Dans les années 80 même, la petite industrie de la terreur nucléaire a cru bon de chercher une nouvelle clientèle dans cette région pour lui vendre abris anti-atomiques, tenues étanches, rations alimentaires lyophilisées, ou encore combinaisons et autres compteurs Geiger. Comme une manière de dire aux habitants de la pointe bretonne, vous êtes au bout du monde, restez-y, enfermez-vous, la catastrophe n’est pas loin et personnes ne se soucie de votre existence. C’est simple, qui vit aujourd’hui sur la presqu’île de Crozon est pris en étau entre les récifs vertigineux de la côte et un vaste champs d’expérimentation militaire.

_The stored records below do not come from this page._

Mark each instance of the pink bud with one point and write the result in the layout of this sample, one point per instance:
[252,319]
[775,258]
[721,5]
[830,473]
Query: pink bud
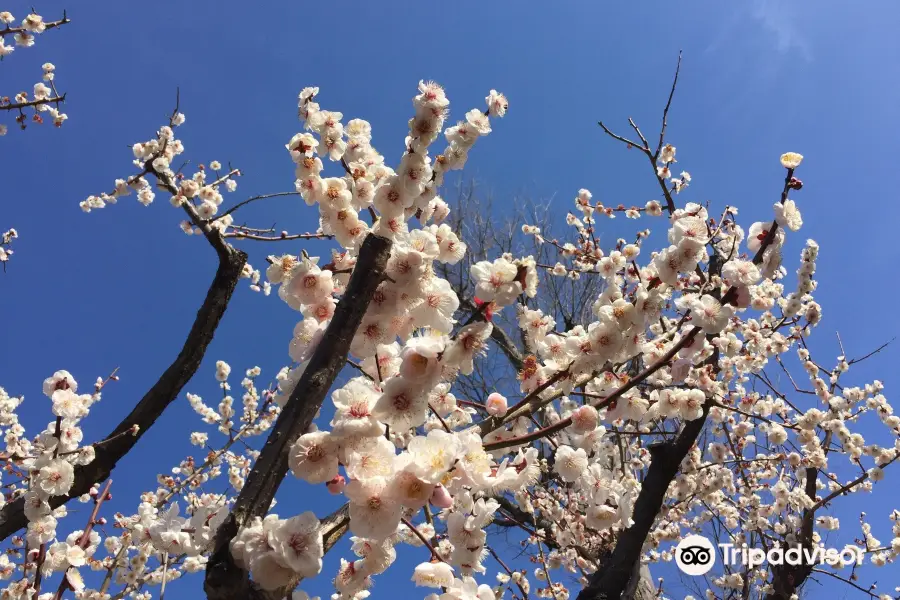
[585,419]
[496,405]
[440,497]
[336,485]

Triste sort pour une si belle région.

Depuis 2008, Sarkozy et Hollande sont venus successivement fanfaronner sur la presqu’île pour féliciter l’accueil d’un nouveau missile nucléaire, le M-51 et l’agrandissement des hangars de maintenance. Un des cadre de la maîtrise d’œuvre ira même jusqu’à se vanter des plus aberrantes vérités : « Jamais nous n’étions allés aussi vite pour valider une arme aussi complexe. », de quoi avoir des sueurs froides.

Lors de sa campagne présidentielle en 2012, l’actuel président paraphrasait François Mitterand :

« La stratégie de la France, pays détenteur de l’arme nucléaire, n’est ni offensive, ni défensive, elle est de dissuasion… »

Le moins que l’on puisse dire c’est que sur le terrain du maintien de l’ordre historiquement attaché à cette doctrine, l’effet essentiellement dissuasif de ses apparitions s’est en quelques années dissout sous le nombre croissant de blessés et tués par les armes produites en France, ce au quatre coin de l’Europe et jusqu’au Moyen-Orient. La dissuasion atteint toute ses limites dès lors qu’elle trouve face à elle une détermination sans faille.

Un article du Télégramme datant de juin 2013 s’étonnait des failles de sécurité de la base sous-marine de l’île longue, et plus récemment des drones ont survolé la même base sans se faire intercepter. Tout porte à croire que la portée dissuasive de tous ces équipements dissimule très mal les failles matérielles qu’ils abritent. Nous étions à ce propos surpris le 3 décembre 2014 lorsqu’à 200 manifestants marchant autour des grilles d’enceinte sous une discrète escorte policière, nous avons constaté que le site était à l’arrêt. Il s’agissait alors d’une manifestation qui faisait suite à la mort de Rémy Fraisse un mois plus tôt sur la Zad de Sivens. Les règles de sécurité pour une telle industrie imposent des contraintes de production drastiques et sous contrôle. Aussi la présence d’une foule hostile autour du site constitue déjà un danger suffisant pour interrompre la production.

Nobel Sport est un monstre aux pieds d’argile qui permet aux forces de police et de gendarmerie de tuer et mutiler impunément nos compagnons de lutte.

Retrouvons-nous à Pont de Buis le week-end du 25 octobre 2015.